The United States and Britain, supported for a change by France, are trying to get Russia to sign on to a new Security Council resolution that would require Iraq to accept the return of weapons inspectors. If Russia agrees, China may choose to go along rather than be isolated. In order to get the Russians on board, the Western powers may be tempted to make the new inspection team look different from the old one. Up to a point, some changes are acceptable - so what if the new teamhas a different name? Some of the possible substantive changes, on the other hand, would undermine the inspections regime. The Clinton administration needs to remain firm in opposing them.
First, the administration must persist in rejecting a Russian demand that sanctions on Iraq be lifted the moment inspectors are let back in.
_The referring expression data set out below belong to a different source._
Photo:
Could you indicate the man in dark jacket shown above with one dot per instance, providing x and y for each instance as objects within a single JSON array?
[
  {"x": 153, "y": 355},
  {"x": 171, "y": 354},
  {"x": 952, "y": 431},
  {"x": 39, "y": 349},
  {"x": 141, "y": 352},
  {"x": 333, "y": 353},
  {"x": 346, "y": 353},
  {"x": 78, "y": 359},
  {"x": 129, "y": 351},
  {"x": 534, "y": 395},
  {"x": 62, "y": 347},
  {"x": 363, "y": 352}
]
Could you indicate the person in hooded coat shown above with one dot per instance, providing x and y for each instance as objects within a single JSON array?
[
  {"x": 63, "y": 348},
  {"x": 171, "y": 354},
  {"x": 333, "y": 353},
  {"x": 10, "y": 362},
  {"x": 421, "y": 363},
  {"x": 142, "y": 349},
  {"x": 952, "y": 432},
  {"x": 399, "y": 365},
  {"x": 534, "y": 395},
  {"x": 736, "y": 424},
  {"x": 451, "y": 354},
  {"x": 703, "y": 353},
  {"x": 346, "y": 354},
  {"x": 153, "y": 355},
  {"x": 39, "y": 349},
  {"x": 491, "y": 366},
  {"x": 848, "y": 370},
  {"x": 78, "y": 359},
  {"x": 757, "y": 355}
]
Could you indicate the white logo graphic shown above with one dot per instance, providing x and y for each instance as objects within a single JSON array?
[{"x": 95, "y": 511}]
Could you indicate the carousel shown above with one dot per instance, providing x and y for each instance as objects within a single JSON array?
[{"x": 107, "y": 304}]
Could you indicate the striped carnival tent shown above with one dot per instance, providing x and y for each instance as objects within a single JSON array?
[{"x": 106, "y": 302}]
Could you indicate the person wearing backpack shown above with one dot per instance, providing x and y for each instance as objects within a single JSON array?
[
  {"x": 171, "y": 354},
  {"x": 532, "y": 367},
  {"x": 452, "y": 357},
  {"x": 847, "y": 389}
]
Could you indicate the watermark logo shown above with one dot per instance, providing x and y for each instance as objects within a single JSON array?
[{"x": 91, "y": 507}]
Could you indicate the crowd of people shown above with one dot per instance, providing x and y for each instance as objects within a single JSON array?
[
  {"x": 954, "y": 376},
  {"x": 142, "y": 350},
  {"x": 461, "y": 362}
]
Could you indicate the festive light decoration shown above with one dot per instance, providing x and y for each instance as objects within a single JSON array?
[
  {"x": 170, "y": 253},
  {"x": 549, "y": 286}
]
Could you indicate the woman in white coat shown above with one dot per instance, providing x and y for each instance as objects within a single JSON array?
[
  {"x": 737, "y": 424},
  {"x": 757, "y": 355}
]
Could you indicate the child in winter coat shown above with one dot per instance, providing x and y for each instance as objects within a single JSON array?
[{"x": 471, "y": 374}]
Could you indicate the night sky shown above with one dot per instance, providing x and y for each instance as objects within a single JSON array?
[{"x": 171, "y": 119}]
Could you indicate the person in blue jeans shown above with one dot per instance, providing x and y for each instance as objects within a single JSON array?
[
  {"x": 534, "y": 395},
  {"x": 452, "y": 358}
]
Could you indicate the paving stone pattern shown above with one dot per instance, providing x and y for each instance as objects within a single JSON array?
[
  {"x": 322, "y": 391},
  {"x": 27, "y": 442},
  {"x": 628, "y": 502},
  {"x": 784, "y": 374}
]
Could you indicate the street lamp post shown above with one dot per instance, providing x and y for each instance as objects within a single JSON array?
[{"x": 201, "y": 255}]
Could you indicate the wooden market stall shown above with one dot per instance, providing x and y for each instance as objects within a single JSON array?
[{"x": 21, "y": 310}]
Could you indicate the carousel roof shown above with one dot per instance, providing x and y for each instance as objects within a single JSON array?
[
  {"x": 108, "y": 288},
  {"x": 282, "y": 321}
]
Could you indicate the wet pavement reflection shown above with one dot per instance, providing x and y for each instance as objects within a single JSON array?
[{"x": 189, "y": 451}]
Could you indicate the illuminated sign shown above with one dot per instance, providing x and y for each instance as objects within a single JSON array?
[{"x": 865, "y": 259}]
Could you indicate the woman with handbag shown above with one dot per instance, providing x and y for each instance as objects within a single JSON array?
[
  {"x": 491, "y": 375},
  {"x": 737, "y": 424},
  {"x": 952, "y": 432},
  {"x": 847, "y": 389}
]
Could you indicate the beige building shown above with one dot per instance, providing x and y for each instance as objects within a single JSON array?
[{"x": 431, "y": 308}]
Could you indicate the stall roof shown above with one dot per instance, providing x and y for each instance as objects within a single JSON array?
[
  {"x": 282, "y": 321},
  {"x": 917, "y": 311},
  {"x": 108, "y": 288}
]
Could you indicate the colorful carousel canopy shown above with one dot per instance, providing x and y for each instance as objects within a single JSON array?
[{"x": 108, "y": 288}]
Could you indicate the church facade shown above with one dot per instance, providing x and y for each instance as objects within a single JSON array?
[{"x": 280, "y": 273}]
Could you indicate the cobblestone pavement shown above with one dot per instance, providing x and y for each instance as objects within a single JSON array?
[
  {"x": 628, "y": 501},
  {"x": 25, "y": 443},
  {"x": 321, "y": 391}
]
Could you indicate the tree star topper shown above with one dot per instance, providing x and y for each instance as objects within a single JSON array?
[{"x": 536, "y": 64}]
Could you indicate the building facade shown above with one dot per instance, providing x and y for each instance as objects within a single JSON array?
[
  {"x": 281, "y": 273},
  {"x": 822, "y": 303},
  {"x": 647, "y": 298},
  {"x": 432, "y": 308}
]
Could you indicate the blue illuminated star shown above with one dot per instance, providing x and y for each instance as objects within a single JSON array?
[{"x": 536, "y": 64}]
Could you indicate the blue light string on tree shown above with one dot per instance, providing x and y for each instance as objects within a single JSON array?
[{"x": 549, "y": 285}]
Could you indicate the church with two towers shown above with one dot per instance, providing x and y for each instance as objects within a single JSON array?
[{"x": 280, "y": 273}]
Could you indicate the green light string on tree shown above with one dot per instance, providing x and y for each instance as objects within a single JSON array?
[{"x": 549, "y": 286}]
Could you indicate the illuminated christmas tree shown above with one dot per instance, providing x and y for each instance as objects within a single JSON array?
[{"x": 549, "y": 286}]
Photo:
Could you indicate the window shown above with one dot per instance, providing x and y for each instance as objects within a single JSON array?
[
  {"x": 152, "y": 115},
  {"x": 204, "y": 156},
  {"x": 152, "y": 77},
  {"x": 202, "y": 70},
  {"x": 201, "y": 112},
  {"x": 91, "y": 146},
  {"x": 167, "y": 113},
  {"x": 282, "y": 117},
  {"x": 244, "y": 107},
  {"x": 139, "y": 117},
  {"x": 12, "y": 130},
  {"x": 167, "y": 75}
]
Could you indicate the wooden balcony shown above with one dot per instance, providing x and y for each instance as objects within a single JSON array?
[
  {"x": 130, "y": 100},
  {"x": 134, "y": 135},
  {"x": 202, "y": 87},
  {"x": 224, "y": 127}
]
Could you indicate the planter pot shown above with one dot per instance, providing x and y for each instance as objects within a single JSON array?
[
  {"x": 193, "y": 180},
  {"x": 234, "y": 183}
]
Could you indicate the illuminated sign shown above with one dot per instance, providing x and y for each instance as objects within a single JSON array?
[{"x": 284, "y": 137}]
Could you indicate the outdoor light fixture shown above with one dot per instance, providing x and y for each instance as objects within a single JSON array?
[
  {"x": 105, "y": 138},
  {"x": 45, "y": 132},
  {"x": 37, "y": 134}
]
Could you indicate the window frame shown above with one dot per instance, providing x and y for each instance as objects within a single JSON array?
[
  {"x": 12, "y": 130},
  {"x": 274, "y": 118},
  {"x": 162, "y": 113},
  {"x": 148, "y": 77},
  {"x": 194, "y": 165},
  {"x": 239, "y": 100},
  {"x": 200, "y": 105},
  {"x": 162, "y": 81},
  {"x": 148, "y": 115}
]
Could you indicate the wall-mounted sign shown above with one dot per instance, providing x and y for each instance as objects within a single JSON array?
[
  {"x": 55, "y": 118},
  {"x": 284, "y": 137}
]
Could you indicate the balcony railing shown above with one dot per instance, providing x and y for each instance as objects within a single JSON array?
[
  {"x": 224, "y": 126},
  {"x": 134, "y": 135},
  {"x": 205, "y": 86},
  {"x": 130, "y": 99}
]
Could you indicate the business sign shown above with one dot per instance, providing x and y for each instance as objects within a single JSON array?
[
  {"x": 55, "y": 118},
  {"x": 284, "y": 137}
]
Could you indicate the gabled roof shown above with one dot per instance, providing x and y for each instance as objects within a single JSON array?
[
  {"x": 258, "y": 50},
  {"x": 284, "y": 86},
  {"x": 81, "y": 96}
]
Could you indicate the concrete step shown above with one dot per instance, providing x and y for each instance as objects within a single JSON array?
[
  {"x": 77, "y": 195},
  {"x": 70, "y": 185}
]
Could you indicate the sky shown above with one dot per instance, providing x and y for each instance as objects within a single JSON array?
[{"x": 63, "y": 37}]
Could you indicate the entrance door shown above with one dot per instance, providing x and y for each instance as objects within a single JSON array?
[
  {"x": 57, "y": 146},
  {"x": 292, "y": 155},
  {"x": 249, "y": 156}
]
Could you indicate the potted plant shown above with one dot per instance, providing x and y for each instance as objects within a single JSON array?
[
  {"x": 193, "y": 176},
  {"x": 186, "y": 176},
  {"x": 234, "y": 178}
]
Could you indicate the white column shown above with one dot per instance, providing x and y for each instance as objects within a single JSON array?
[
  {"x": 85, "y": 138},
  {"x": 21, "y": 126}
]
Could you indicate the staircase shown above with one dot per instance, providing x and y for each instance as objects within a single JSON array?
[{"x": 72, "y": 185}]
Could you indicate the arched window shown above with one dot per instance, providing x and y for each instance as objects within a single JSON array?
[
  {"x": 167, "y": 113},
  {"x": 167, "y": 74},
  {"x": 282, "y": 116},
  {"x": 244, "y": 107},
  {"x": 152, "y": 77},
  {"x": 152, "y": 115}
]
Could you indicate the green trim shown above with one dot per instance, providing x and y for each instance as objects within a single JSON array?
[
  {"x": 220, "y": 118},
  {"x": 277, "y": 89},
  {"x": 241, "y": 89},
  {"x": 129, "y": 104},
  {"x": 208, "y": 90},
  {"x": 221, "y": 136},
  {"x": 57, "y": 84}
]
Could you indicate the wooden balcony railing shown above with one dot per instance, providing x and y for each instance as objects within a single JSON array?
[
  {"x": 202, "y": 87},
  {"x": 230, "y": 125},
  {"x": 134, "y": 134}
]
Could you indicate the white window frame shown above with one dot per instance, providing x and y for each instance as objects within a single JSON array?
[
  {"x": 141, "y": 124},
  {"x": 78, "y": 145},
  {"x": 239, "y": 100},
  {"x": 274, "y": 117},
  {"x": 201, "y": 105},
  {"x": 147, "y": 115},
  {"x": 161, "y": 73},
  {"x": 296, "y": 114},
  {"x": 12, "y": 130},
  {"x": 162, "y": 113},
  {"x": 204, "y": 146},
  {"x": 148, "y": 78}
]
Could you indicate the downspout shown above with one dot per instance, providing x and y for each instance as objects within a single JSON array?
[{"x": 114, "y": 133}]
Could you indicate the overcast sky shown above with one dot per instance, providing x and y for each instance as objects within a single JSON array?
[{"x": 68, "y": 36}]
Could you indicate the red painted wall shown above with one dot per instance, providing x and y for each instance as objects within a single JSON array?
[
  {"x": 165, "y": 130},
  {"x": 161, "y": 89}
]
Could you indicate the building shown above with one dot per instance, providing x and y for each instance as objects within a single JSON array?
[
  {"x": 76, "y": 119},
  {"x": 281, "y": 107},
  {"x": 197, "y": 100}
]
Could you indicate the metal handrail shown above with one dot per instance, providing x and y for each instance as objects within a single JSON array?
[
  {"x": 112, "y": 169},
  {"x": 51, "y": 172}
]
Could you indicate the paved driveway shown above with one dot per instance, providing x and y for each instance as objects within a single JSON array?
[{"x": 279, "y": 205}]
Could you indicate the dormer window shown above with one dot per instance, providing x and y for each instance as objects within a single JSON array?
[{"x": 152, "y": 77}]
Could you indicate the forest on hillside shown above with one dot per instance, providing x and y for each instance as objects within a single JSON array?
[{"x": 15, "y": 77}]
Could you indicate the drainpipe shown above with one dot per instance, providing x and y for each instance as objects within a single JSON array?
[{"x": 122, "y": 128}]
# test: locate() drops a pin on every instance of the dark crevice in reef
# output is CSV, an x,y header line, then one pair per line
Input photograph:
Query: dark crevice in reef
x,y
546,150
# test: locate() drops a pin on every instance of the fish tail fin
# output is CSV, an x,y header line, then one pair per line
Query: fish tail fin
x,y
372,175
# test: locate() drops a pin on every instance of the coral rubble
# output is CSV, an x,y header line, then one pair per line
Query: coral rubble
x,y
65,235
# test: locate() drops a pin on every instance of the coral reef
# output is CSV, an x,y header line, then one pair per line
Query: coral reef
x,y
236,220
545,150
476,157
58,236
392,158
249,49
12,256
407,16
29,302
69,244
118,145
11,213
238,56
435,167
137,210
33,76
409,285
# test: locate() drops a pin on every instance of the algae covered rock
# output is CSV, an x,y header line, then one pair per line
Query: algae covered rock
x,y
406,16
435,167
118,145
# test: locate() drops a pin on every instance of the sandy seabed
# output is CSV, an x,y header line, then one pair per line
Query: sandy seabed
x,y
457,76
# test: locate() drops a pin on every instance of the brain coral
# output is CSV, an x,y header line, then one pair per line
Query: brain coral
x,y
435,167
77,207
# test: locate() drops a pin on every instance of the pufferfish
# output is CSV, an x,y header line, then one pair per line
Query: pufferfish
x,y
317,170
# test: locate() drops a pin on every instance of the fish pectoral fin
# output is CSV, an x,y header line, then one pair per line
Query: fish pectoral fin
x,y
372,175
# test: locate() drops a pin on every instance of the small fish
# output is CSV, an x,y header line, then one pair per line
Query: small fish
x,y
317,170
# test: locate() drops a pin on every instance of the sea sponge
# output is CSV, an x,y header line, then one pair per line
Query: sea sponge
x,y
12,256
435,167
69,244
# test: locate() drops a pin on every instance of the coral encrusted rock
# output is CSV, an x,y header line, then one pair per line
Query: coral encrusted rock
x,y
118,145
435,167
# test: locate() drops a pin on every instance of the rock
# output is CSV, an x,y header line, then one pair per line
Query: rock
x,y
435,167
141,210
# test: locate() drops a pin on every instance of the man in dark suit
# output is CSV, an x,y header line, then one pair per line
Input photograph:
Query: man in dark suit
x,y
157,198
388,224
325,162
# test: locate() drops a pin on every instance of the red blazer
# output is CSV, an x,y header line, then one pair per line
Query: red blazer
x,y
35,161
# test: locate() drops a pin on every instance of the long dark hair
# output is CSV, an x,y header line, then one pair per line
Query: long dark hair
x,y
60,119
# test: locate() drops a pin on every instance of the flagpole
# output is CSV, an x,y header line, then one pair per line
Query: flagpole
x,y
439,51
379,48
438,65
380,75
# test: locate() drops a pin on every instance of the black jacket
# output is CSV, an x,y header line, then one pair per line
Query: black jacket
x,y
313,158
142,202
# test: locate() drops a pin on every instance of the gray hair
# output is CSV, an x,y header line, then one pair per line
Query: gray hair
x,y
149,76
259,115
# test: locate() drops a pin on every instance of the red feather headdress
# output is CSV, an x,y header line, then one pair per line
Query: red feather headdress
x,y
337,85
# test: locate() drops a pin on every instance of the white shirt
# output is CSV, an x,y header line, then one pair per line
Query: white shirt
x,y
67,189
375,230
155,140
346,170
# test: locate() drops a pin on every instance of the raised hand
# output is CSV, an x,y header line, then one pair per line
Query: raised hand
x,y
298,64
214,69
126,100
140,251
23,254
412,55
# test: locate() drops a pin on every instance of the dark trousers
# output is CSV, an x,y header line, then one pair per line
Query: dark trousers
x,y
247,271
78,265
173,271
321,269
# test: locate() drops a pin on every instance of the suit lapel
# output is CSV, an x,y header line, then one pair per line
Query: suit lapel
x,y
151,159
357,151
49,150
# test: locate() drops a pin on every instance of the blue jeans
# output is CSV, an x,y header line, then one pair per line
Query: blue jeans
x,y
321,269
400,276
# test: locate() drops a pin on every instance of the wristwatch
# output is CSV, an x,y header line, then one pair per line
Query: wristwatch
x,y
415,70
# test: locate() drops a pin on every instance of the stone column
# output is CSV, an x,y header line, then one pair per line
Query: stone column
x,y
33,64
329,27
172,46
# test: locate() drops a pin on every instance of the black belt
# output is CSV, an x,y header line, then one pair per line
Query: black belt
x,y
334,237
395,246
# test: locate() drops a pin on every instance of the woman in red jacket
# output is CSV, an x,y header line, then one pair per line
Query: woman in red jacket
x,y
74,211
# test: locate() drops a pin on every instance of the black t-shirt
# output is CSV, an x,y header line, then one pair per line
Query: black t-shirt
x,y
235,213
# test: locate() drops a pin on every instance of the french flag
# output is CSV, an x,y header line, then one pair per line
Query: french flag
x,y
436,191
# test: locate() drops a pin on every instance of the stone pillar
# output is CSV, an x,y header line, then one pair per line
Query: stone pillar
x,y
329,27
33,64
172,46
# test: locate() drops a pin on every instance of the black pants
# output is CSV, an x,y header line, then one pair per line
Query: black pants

Instead, Iraq must be required to submit to several months of inspections before it gets its payoff, and the Security Council should provide for the automatic reimposition of sanctions if Iraq's cooperation wavers.
Second, the administration must re-sist ideas that would dilute the inspection team's effectiveness, either by depriving it of experienced staff or by forcing it to report to the United Nations bureaucracy rather than directly to the Security Council.
Finally, the administration needs to be clear that, if sanctions are eventually lifted, Iraq should not be allowed to spend its oil revenues on armaments or on supposedly civilian goods that might be used to make weapons.
Even if the administration gets its way on all three questions, it will face an uphill task in ensuring that the new inspections regime is meaningful. The choice of the chief inspector will be important. It must be somebody as determined to find weapons as the Iraqis are to conceal them. Moreover, it will take some fierce diplomacy to get the inspectors into Iraq, even if the Security Council gives them a mandate. Saddam Hussein probably will assume that if he rejects inspections, the alternative is more sanctions that hurt ordinary Iraqis without hurting his power base. He must be made to abandon this assumption. The alternative to inspections that he needs to hear about is renewed international support for his removal.